Merge pull request #134 from SmallDoges/optimize-sparse-logic

LoserCheems · web-flow · commit ccc0b0153cdd · 2025-08-29T09:07:10.000+08:00
Fix block size condition and enhance documentation
diff --git a/README.md b/README.md
@@ -17,11 +17,12 @@ Flash-DMA is a high-performance attention implementation that integrates Flash A
 
 ## Key Features
 
-- **Sparse Attention Computation**: Dynamically selects the most important keys for each query, reducing computation from $O(N^2)$ to $O(N \cdot w)$ where $w \ll N$.
-- **Memory Efficiency**: Maintains Flash Attention's $O(N)$ memory complexity without materializing the full attention matrix.
-- **CUDA-Accelerated**: Deep integration at the CUDA kernel level with custom sparse GEMM operations for maximum performance.
-- **Long Sequence Support**: Efficiently handles sequences of 128K+ tokens through dynamic masking when sequence length exceeds `keep_window_size`.
-- **Advanced Integration**: Complete integration from Python frontend to CUDA backend with optimized memory layouts and sparse computation strategies.
+- **Dynamic Sparse Attention**: Dynamically selects the most relevant keys for each query, reducing computational complexity from $O(N^2)$ to $O(N \cdot w)$ where $w \ll N$, supporting trainable sparse patterns.
+- **Memory Efficiency**: Maintains Flash Attention's $O(N)$ memory complexity without instantiating the full attention matrix.
+- **CUDA Deep Optimization**: Utilizes custom CUDA kernels with shared memory aliasing, pipelined prefetching, and block skipping for high throughput and low memory access overhead.
+- **Extremely Long Context Support**: Handles 128K+ token sequences efficiently through dynamic mask windowing while preserving accuracy.

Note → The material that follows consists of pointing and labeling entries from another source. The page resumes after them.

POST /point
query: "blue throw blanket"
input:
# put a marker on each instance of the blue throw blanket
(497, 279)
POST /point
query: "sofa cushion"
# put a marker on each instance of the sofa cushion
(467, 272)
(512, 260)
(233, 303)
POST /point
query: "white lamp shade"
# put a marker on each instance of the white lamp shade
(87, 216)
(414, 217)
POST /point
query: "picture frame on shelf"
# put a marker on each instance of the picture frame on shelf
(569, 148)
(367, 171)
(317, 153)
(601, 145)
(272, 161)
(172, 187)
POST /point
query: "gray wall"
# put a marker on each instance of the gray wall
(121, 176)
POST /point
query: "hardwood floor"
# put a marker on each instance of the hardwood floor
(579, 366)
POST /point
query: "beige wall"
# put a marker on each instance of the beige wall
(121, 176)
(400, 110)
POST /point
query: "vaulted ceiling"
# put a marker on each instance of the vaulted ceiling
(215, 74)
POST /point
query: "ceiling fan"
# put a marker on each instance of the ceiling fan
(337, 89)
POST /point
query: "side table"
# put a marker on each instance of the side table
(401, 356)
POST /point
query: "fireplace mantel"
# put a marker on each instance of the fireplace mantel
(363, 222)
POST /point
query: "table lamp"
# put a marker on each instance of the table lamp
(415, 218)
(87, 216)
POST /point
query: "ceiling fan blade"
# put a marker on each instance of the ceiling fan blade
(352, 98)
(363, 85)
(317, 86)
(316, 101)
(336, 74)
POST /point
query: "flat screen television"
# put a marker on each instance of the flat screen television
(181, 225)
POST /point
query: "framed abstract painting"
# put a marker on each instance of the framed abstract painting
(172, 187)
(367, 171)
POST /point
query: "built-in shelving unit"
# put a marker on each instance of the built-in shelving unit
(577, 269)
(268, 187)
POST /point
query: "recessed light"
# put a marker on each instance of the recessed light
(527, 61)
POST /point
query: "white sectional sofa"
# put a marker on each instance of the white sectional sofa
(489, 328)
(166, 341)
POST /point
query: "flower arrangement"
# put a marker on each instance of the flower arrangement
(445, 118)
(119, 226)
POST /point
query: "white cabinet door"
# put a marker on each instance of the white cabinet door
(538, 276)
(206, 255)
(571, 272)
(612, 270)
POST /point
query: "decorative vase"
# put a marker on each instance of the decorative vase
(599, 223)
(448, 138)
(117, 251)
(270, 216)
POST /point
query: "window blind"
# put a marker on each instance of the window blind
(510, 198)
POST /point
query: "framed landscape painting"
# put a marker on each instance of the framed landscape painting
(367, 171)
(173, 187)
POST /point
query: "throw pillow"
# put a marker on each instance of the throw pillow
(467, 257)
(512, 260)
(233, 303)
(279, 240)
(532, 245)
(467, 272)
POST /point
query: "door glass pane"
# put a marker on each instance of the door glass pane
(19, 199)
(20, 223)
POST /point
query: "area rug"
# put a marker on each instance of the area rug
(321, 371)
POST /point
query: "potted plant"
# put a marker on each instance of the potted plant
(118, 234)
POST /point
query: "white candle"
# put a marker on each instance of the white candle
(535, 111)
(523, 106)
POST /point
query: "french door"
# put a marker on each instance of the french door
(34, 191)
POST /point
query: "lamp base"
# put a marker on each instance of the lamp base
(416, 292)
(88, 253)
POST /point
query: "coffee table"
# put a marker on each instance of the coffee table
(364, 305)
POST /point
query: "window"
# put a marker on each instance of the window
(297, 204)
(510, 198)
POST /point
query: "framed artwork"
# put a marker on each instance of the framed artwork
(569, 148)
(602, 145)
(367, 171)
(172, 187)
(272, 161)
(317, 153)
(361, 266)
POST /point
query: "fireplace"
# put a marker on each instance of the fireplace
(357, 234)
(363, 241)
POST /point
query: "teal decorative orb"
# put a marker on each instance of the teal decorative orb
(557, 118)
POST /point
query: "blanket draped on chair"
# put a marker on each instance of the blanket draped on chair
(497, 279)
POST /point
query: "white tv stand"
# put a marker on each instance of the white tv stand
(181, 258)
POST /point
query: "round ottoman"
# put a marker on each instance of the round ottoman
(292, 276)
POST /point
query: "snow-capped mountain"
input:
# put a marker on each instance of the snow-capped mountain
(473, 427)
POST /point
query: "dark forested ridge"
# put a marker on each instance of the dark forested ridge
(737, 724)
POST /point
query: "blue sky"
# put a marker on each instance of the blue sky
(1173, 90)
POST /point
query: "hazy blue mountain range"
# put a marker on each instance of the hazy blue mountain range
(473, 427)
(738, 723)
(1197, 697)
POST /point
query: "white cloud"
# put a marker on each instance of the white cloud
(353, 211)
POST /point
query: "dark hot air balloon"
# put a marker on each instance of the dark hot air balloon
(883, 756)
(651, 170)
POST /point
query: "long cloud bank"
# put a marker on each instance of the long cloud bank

+- **Learnable Bias**: Built-in learnable attention bias and its gradient path dbias, eliminating the need for additional external operators.
+- **Fusion-Friendly Training**: Both forward and backward passes support block-level zero-mask skipping, further reducing computation in sparse scenarios.
 
 
 ## Performance
@@ -129,7 +130,7 @@ The integration happens at the CUDA kernel level with several key components:
 
 - **ZOH States**: Pre-computed importance scores for key selection
 - **Active Masks**: Binary masks indicating which keys should be considered for each query
-- **Sparse Matrix Multiplication**: Custom CUDA kernels for efficient sparse attention computation
+- **Sparse Skipping**: Custom CUDA kernels for efficient sparse attention computation
 - **Block-Based Processing**: Maintains Flash Attention's block-based approach for memory efficiency
 
 This creates a hybrid attention mechanism that achieves both memory and computational efficiency for long sequences.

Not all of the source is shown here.